Nearly 15 years after the Robert Fontaine Gallery first opened in Miami’s Wynwood Arts District, the gallery announces the opening of a new outpost on Miami Beach’s famed Lincoln Road. This new gallery space highlights a vast collection of Modern & Contemporary works in a ground-level two thousand square foot exhibition space situated near Taschen Books, Oolite Arts, and Britto.
The gallery’s founder Robert Fontaine states “Miami Beach is ever changing and rising, presenting a colorful mix of seasoned local and international collectors and inquiring newcomers alike. Following a number of pop-up spaces in Miami Beach and Palm Beach we are pleased to usher in this new chapter, in a celebrated and diverse area of the city.”

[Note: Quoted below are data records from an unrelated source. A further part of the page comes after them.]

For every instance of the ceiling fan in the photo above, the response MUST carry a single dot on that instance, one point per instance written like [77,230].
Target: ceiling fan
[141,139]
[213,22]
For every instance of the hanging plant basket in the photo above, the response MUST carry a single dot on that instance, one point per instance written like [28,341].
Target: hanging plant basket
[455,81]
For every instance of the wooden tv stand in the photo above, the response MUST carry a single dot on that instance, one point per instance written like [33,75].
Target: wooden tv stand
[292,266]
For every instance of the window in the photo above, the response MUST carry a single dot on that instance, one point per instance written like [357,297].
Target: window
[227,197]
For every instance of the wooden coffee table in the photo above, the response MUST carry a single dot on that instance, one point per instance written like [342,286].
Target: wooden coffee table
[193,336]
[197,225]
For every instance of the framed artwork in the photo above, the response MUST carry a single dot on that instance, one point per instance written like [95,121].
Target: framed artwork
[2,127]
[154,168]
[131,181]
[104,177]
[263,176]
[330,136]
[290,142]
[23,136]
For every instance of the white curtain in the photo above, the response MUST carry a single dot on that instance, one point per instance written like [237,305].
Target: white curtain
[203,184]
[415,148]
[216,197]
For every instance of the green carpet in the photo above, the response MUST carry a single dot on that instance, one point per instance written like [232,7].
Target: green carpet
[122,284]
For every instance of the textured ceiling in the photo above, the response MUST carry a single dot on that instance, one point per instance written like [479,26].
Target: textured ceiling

Time & Texture, the gallery’s inaugural exhibition opens to the public Saturday, June 8, from 7–10pm. The collection highlights a diversity of practices from early Pop Art to present day movements yet to be defined. A rare paper dress created in 1962 by Andy Warhol, multimedia works by Jenny Holzer, an early painting by James Rosenquist, and a David Hockney drawing are but a few of the key museum works on display.

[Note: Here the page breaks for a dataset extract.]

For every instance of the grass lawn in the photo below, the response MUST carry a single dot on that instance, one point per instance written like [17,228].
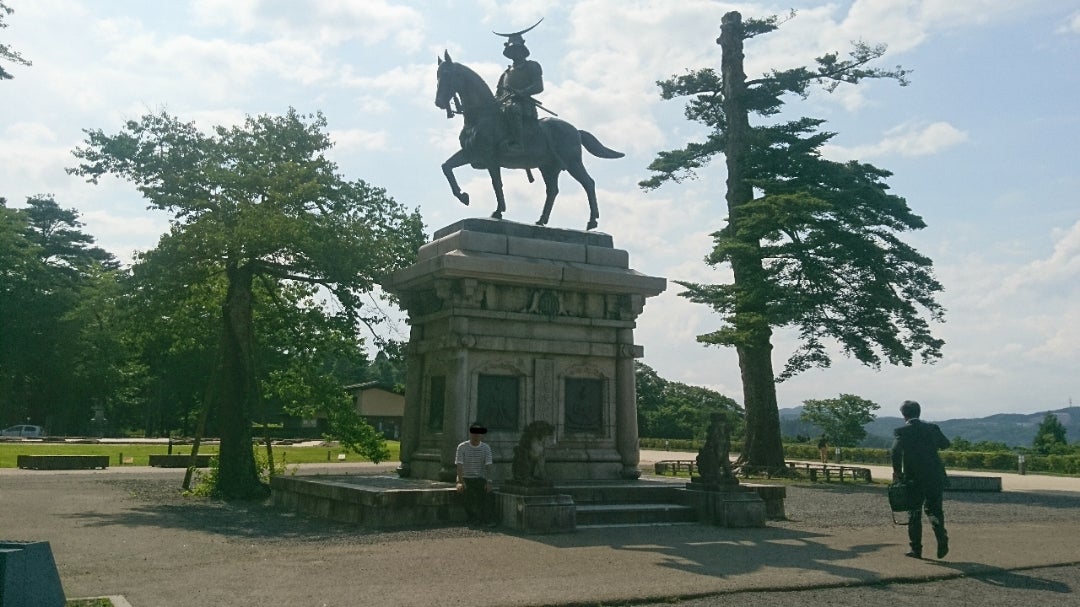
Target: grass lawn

The exhibition is on view through September and encompasses unique works by several rising artists including: Ashley Oubre, Nick Gentry, Henrietta Harris, Ben Sack, Andrew Abbott, Nancy Gifford, Antoine Cordet, Kathy Kissik, Hossein Edalatkhah, Alan Brown, Eliana Marinari, and Louis Fratino, who was celebrated at this year’s 60th International Art Exhibition of La Biennale di Venezia. “Co-curated by Lander de Basterra, the exhibition aspires to spotlight a timeline of early to present, hinting toward future”, says Fontaine.

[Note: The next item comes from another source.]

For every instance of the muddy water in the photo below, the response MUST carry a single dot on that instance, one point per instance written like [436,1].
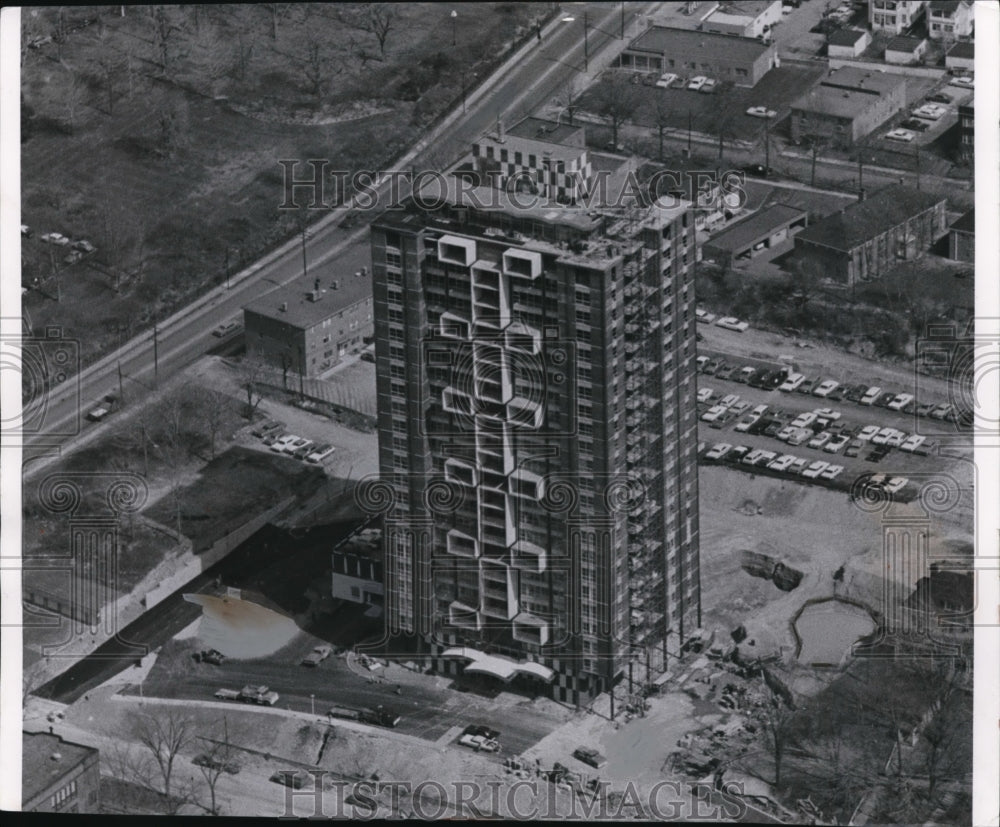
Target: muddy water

Often confused with photographic imagery Ashley Oubré’s works are not "captured camera imagery' but are works created with pastel, india ink and carbon pencil, often on cotton paper. Oubré is a visual artist who utilizes a hyper-realistic formula to achieve keen light, shadow and elemental forms in her paintings and drawings. The artist's newest body of work encompasses subjects that are socially damaged; creating emotionally rich works, against the grain of traditional portraiture. Oubré’s work accentuates photographic deviations from reality to create an illusion true to life and form.